On a professional level, the transition offered him the “opportunity to gain so much experience. I would never have had the opportunity to gain multicultural experience like I have been able to do if I had stayed at Nickell Rental,” he says. “It is easier to appreciate the moments and not the achievements. I look back and remember these great times — sitting around the coffee table and having these great strategic discussions. It was such a blast and a rewarding experience. At the time it is too easy to focus on the next Inc. Magazine 5000 award or next branch and hanging your enthusiasm on that rather than on the moments. Appreciating more of those moments and the process rather than the destination is important. There are so many other outside factors that control your destination but not the process and the time you have.”

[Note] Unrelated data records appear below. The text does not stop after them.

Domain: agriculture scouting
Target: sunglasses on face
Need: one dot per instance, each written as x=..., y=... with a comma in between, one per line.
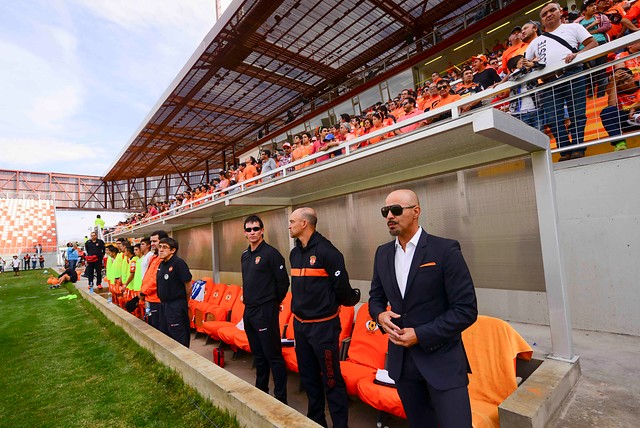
x=396, y=210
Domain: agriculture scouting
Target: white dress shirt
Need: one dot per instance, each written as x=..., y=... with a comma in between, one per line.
x=403, y=260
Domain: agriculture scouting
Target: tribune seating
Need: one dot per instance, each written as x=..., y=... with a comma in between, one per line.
x=24, y=222
x=492, y=346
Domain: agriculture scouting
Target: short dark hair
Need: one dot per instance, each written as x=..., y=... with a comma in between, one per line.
x=253, y=219
x=172, y=243
x=161, y=234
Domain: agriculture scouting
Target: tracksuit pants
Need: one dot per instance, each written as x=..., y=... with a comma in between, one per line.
x=263, y=332
x=319, y=367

The period from deciding to search out private equity to then selling to Sunbelt Rentals was “a big personal growth year,” Nickell says. “With private equity, I would have been giving up control of the company. I would still have ownership but not control. You need to have peace with that. If I am not the right person to be CEO in the private equity, wouldn’t I want to have someone else if it was good for my team? Me leaving was the best for our team, our customers and business.”